In very good condition
The new organism, called Bicellum brasieri, is less than 30 micrometers in diameter. It was found in the stone deposits of the old Scottish seabed. This has resulted in a remarkable state of conservation down to the sub-cell level, Science Alert notes.
According to the researchers, this is the first known example of an organism that contains several different cell types. Unlike some organisms that consist of only one cell, Bicellum brasieri has two. Although it is more complex than a unicellular creature, it is not actually multicellular.
A morphology reminiscent of that of holozoa
In any case, this discovery sheds light on the beginnings of complex multicellularity. According to the authors of the article describing the find, published in the journal Current Biology, this is not the first time such an ancient multicellular organism has been identified.
This is the first known example of an organism that contains several different cell types. Bicellum brasieri. Photo credit: Strother et al., Curr. Biol., 2021
Bicellum brasieri, however, is characterized by a morphology that comes close to that of holozoa (holozoa), which is a group of organisms that includes animals and their unicellular parents. “Biologists hypothesized that animals’ origins involved the incorporation and reuse of previous genes that had previously evolved in unicellular organisms,” said paleobotanist Paul Strother of Boston College, Massachusetts, as quoted by Forbes.

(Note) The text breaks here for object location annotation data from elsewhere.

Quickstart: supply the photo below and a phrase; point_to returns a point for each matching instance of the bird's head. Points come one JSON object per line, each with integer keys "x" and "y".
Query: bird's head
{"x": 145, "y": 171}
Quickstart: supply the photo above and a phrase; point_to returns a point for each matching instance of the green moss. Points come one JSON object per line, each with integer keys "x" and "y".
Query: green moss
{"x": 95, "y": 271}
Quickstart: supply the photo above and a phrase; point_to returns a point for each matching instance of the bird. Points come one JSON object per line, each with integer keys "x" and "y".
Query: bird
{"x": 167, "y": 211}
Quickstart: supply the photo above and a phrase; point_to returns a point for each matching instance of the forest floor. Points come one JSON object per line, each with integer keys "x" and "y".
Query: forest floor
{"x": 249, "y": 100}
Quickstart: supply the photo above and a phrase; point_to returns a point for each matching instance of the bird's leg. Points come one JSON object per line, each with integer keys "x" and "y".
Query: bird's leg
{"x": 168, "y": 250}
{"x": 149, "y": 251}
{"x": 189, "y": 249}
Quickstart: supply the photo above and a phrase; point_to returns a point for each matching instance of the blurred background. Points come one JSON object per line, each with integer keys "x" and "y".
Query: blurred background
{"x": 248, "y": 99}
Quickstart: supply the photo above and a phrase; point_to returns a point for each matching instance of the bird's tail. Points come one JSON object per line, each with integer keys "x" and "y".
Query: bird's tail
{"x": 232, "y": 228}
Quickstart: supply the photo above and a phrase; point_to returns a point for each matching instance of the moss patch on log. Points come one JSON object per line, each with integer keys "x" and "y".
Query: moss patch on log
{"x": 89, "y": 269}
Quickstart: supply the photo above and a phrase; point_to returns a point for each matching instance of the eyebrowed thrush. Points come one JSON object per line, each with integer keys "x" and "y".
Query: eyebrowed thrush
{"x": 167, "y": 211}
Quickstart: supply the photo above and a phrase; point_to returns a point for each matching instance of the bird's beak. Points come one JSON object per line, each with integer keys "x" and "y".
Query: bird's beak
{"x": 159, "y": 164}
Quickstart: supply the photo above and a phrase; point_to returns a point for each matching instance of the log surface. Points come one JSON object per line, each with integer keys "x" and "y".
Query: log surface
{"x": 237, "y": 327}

More studies in the future
Bicellum brasieri consists of a dense-cell stereoblast surrounded by a layer of sausage-shaped cells and could then provide a better understanding of how unicellular holozoa evolve into more complex multicellular animals. Thanks to this microscopic fossil, the researchers also hope to learn more about certain properties of complex animals. In this regard, they are planning further studies in the hope of finding other nuggets of the same type.
“The origins of complex multicellularity and the emergence of animals are considered to be two of the most important events in the history of life on earth. Our discovery sheds new light on these two aspects,” said his side, welcoming paleobiologist Charles Wellman of the University of Sheffield, reports the BBC.